- Military career
- Allegiance: Kenya
- Branch: Kenya Air Force
- Service years: 1985—present
- Rank: Major general

= Fatumah Ahmed =

Commander of Kenyan Air Force

Fatuma Gaiti Ahmed is a major general and commander of the Kenya Air Force. She was originally a member of the women-only Kenyan Women Service Corps, transferring to the air force when the unit was absorbed into the three armed services in 1999. Ahmed has a degree from the Institute of Diplomacy and International Studies and has served mainly in human resources roles. She was Kenya's first female brigadier.

== Career ==
Fatuma Gaiti Ahmed born in 1965 joined the Kenyan Army "by accident". Upon completing secondary school in 1983 she had to return to her home town in order to claim an identification card. The military happened to be carrying out a recruitment campaign at a stadium near to the offices of the ID services and she made enquiries about joining. She entered the Kenya Military Academy as an officer cadet in 1984 and upon graduating was commissioned a second lieutenant in the Kenyan Women Service Corps. From 1985 she served alongside the Kenyan Air Force, mainly in human resources.

Ahmed has a degree from the National Defence College and the Institute of Diplomacy and International Studies and a diploma in management from Strathmore University.
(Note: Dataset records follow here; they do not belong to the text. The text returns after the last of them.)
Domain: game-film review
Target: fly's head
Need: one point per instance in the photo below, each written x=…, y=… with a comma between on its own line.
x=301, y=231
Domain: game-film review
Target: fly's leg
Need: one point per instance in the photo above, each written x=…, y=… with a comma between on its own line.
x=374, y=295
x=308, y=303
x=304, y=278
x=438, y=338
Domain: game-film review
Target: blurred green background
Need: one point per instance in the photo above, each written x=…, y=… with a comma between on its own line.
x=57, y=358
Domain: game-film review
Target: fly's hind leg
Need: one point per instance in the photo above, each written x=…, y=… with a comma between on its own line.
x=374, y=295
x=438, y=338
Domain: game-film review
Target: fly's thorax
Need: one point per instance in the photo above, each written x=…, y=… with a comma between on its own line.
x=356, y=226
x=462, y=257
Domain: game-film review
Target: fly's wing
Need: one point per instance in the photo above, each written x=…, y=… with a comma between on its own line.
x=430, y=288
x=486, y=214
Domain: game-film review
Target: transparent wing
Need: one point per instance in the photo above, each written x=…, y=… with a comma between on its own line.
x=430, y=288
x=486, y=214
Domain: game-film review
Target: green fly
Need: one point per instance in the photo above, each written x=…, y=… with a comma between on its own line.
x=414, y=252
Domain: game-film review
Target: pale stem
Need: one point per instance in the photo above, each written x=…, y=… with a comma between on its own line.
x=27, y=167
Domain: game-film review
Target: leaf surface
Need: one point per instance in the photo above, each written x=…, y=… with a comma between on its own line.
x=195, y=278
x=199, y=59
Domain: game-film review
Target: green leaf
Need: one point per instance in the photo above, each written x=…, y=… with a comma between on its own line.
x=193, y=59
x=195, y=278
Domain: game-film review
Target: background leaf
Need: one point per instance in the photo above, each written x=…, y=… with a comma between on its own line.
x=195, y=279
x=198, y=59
She transferred to the Kenyan Air Force when the Women Service Corps was dissolved in 1999 and its personnel integrated into the remaining Kenyan armed forces. This also removed the limitation for members of the Women Service Corps on not marrying or getting pregnant; Ahmed went on to have three children. She served as deputy commander of a battalion and later as head of personnel at the Kenyan Air Force headquarters. Ahmed was promoted to the rank of brigadier on 10 August 2015 and was also appointed managing director of the Defense Forces Medical Insurance Scheme. She was the first female brigadier in Kenya.

Ahmed was promoted to major general in 2018, making her Kenya's first female major general. Later, in 2024, she became the first female commander of Kenya's air force, which also made her the first woman to lead one of Kenya's military services.